One of the advantages of using network based IDS is that even a few IDSs can monitor a large network. This is especially true if the sensors are well placed. Moreover, the deployment of these sensors relatively has little impact on the network. These are usually passive and work without interfering with the normal operations of a network. More importantly, they can be made very secure against all types of attack and made invisible for attackers.
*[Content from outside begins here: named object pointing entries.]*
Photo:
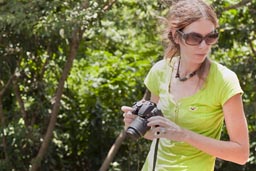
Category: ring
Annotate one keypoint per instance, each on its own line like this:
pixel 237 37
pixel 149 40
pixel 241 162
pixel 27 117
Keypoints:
pixel 162 130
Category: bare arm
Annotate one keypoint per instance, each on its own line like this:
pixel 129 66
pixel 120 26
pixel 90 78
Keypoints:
pixel 237 148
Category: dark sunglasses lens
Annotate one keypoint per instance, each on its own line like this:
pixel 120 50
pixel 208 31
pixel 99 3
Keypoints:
pixel 193 39
pixel 211 38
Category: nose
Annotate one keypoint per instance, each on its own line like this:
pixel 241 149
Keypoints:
pixel 202 44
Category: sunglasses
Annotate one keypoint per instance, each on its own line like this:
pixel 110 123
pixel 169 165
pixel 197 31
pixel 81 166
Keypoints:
pixel 195 39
However, these have some disadvantages too. They usually have difficulty in processing all of the packets especially in a large or busy network. In such cases, the sensors can fail to recognize attacks during heavy traffic. Some of the network-based IDSs vendors try to address this by incorporating these sensors directly in the hardware to make the detection of attack faster. However, this hasty process can also lead to detection of fewer attacks and reduced detections effectiveness. Moreover, they do not apply to modern switch-based networks. Switches used in most of networks nowadays cannot provide universal monitoring ports while limiting the monitoring range of the IDSs to only a single port. This is dangerous as no single port can mirror all traffic that traverse in the switch. Another major pitfall of these IDSs is their inability to analyze encrypted information. This causes an alarming concern as more and more organizations, and even attackers, use virtual networks.
Likewise, network-based IDSs can only identify an attack during its initiations but cannot determine if the attack detected was successful. Hence, upon detection of the attack, the network administrators are necessary to investigate and determine the level of attack penetration manually. This will be laborious on their part. Lastly, network-based IDSs tend to become stable and can eventually crash when the network implements fragmenting packets.
Application based IDSs
The last type of IDSs in terms of information sources is application-based IDSs. These are special sub sets of host-based IDSs that work within the software application. Among the most commonly used information sources of the application-based IDSs are the application’s transaction log files. In order to detect an attack or attempt of authorized users beyond their authorization, it interfaces directly within the application and analyze all application-specific information. This is specially designed to address such problems that occur during the interaction between the user, data, and the application used.
One advantage of the application-based IDSs is that it can monitor all of the interactions between the user and the application, hence allowing it to trace unauthorized activity to individual users. They also work on encrypted environments before reaching the application transaction end points in its unencrypted form. Nevertheless, the disadvantages of application-based IDS can be summarized as follows: more vulnerability to attacks when the application logs are not well protected; only monitor events at the user level and fails to detect software attacks such as Trojan Horse.